Northern Cyprus and Turkey dispute this claim and seek a share of involvement in the island's offshore E&P activity, which has so far been administered exclusively by Cyprus. After oil majors made several lucrative gas finds off the island's southern coast, Turkey stepped in forcefully to claim a share of Cyprus' resources, buying two of its own drillships to prospect without permission. Last year, Turkey also used warships to drive off an Italian drillship that oil major Eni had chartered to explore promising areas of a Cyprus-administered lease block.
The first Turkish-operated drillship, the Fatih, arrived off Cyprus' west coast in May and has already begun its exploration campaign. The second, the Yavuz, arrived last weekend off the tip of the Karpasia Peninsula in the island's far northeast, and the Turkish government says that it will begin operations within a week's time. Neither drillship is operating within the region covered by the existing Cypriot-administered leasing program, which covers 13 blocks for exploration and production to the south of the island (below).
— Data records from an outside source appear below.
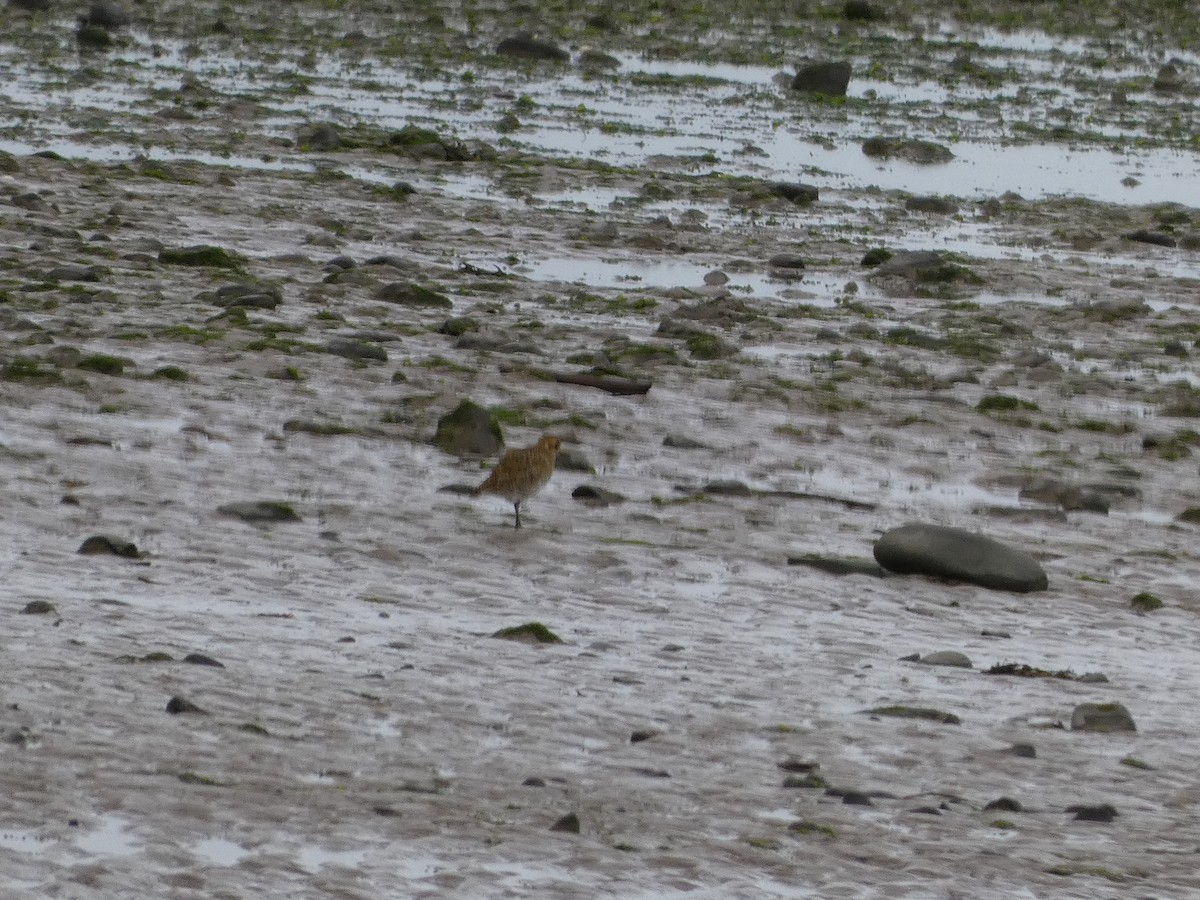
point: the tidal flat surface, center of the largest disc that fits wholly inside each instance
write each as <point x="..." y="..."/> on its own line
<point x="252" y="255"/>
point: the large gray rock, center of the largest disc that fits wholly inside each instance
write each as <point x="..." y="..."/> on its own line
<point x="828" y="78"/>
<point x="959" y="555"/>
<point x="1104" y="718"/>
<point x="469" y="430"/>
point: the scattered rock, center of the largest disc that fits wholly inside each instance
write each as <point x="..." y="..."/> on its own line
<point x="257" y="297"/>
<point x="946" y="658"/>
<point x="910" y="265"/>
<point x="903" y="712"/>
<point x="959" y="555"/>
<point x="862" y="11"/>
<point x="100" y="544"/>
<point x="179" y="706"/>
<point x="526" y="46"/>
<point x="1146" y="237"/>
<point x="569" y="823"/>
<point x="598" y="61"/>
<point x="259" y="511"/>
<point x="1169" y="79"/>
<point x="202" y="256"/>
<point x="1145" y="601"/>
<point x="802" y="767"/>
<point x="795" y="192"/>
<point x="1024" y="670"/>
<point x="786" y="261"/>
<point x="469" y="430"/>
<point x="1071" y="498"/>
<point x="352" y="348"/>
<point x="827" y="78"/>
<point x="459" y="325"/>
<point x="593" y="496"/>
<point x="39" y="607"/>
<point x="682" y="442"/>
<point x="529" y="633"/>
<point x="571" y="459"/>
<point x="856" y="798"/>
<point x="1099" y="813"/>
<point x="199" y="659"/>
<point x="1005" y="804"/>
<point x="840" y="565"/>
<point x="923" y="153"/>
<point x="1117" y="309"/>
<point x="931" y="204"/>
<point x="73" y="273"/>
<point x="413" y="295"/>
<point x="323" y="137"/>
<point x="106" y="15"/>
<point x="1103" y="718"/>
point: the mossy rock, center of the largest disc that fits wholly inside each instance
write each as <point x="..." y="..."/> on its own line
<point x="202" y="255"/>
<point x="414" y="295"/>
<point x="903" y="712"/>
<point x="39" y="607"/>
<point x="469" y="430"/>
<point x="459" y="325"/>
<point x="171" y="373"/>
<point x="1005" y="403"/>
<point x="813" y="828"/>
<point x="709" y="347"/>
<point x="261" y="511"/>
<point x="413" y="136"/>
<point x="106" y="544"/>
<point x="103" y="364"/>
<point x="923" y="153"/>
<point x="1146" y="601"/>
<point x="1103" y="718"/>
<point x="23" y="369"/>
<point x="528" y="633"/>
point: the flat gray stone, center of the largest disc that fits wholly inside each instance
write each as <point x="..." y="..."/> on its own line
<point x="959" y="555"/>
<point x="1102" y="717"/>
<point x="947" y="658"/>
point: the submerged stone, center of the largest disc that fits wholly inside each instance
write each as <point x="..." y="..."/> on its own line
<point x="1103" y="718"/>
<point x="946" y="552"/>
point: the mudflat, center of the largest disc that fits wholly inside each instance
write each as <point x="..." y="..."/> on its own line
<point x="255" y="629"/>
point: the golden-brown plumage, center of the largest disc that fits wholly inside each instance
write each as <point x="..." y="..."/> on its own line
<point x="521" y="473"/>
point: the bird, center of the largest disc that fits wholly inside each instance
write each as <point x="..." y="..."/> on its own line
<point x="521" y="473"/>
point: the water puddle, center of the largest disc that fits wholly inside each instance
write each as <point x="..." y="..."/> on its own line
<point x="808" y="286"/>
<point x="109" y="838"/>
<point x="703" y="114"/>
<point x="24" y="841"/>
<point x="220" y="851"/>
<point x="313" y="858"/>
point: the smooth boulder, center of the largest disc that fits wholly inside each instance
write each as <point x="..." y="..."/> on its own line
<point x="960" y="555"/>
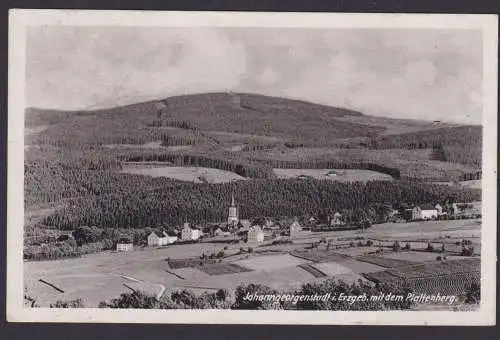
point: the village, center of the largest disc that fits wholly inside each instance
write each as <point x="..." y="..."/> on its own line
<point x="259" y="230"/>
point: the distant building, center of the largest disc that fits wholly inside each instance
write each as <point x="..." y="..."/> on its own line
<point x="65" y="237"/>
<point x="295" y="228"/>
<point x="190" y="234"/>
<point x="124" y="245"/>
<point x="232" y="217"/>
<point x="255" y="234"/>
<point x="424" y="213"/>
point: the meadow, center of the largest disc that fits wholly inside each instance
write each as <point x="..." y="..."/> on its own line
<point x="188" y="174"/>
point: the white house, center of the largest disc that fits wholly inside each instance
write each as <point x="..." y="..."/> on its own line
<point x="190" y="234"/>
<point x="124" y="245"/>
<point x="162" y="239"/>
<point x="255" y="234"/>
<point x="171" y="236"/>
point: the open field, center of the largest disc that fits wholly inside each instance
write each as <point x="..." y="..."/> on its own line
<point x="270" y="262"/>
<point x="319" y="255"/>
<point x="103" y="276"/>
<point x="333" y="268"/>
<point x="190" y="174"/>
<point x="150" y="145"/>
<point x="223" y="268"/>
<point x="385" y="262"/>
<point x="418" y="256"/>
<point x="450" y="277"/>
<point x="416" y="163"/>
<point x="394" y="126"/>
<point x="335" y="174"/>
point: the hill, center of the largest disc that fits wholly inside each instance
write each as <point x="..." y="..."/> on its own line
<point x="71" y="152"/>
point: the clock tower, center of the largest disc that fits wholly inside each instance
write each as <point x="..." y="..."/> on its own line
<point x="232" y="217"/>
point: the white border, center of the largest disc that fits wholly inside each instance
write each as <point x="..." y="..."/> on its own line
<point x="20" y="19"/>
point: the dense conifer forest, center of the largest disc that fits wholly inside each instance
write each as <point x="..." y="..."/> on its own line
<point x="74" y="159"/>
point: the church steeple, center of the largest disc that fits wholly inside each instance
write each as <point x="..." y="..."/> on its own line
<point x="232" y="217"/>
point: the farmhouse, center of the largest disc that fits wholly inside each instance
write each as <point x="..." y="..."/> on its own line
<point x="124" y="245"/>
<point x="221" y="232"/>
<point x="424" y="213"/>
<point x="190" y="234"/>
<point x="161" y="239"/>
<point x="295" y="228"/>
<point x="255" y="234"/>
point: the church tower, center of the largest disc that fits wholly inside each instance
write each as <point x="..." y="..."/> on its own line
<point x="233" y="213"/>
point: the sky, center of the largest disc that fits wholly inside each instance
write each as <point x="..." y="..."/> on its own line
<point x="404" y="73"/>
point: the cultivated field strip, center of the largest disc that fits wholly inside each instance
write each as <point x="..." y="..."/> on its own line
<point x="385" y="262"/>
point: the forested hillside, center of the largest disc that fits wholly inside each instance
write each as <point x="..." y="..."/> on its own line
<point x="131" y="201"/>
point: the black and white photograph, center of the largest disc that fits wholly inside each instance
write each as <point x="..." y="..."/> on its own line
<point x="252" y="164"/>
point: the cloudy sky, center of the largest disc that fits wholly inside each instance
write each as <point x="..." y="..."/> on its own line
<point x="425" y="74"/>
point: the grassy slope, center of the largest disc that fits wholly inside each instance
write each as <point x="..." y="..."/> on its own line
<point x="222" y="123"/>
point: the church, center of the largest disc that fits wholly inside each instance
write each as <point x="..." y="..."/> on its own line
<point x="232" y="218"/>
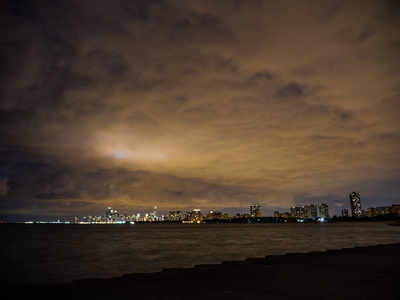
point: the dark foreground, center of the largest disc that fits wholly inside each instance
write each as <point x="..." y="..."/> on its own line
<point x="359" y="273"/>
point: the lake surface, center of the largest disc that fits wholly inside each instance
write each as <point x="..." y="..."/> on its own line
<point x="52" y="253"/>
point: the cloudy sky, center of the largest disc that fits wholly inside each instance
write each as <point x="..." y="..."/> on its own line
<point x="214" y="105"/>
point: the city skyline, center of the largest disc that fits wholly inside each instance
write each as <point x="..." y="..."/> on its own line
<point x="197" y="104"/>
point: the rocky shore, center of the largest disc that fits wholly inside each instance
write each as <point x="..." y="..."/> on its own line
<point x="357" y="273"/>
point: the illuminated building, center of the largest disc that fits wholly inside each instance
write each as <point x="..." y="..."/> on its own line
<point x="175" y="215"/>
<point x="311" y="211"/>
<point x="216" y="215"/>
<point x="194" y="216"/>
<point x="255" y="211"/>
<point x="153" y="216"/>
<point x="323" y="210"/>
<point x="355" y="204"/>
<point x="299" y="212"/>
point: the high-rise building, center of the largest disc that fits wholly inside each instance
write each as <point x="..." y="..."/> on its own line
<point x="175" y="215"/>
<point x="255" y="211"/>
<point x="323" y="211"/>
<point x="355" y="204"/>
<point x="311" y="211"/>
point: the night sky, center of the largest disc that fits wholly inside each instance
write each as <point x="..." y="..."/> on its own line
<point x="214" y="105"/>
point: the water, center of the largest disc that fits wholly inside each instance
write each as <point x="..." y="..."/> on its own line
<point x="52" y="254"/>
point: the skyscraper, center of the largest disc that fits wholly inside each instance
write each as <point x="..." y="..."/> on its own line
<point x="355" y="204"/>
<point x="323" y="210"/>
<point x="311" y="211"/>
<point x="255" y="211"/>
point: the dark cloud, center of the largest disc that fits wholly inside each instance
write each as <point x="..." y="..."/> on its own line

The EU has repeatedly asked Turkey to cease interference with Cyprus' drilling program. On Wednesday, European diplomats are expected to consider the possibility of cutting off aid and limiting the European Investment Bank's lending to Turkey.
"Turkey’s declared intention to illegally conduct a new drilling operation northeast of Cyprus is of grave concern. This second planned drilling operation, two months after the start of the ongoing drilling operations west of Cyprus, is a further unacceptable escalation which violates the sovereignty of Cyprus," said the European External Action Service in a statement Monday. "Turkey's continued actions have a serious negative impact across the range of EU-Turkey relations. As mandated by the European Council, the Commission and the EEAS are about to present options to the Council for appropriate measures."
Limitations on access to EU government-backed credit could be unfavorable for the administration of Turkish president Recep Tayyip Erdogan. With a high debt load, interest rates in the range of 25 percent, inflation of about 20 percent and an unemployment rate of about 13 percent, the Turkish economy may soon face a crisis, many economic analysts warn.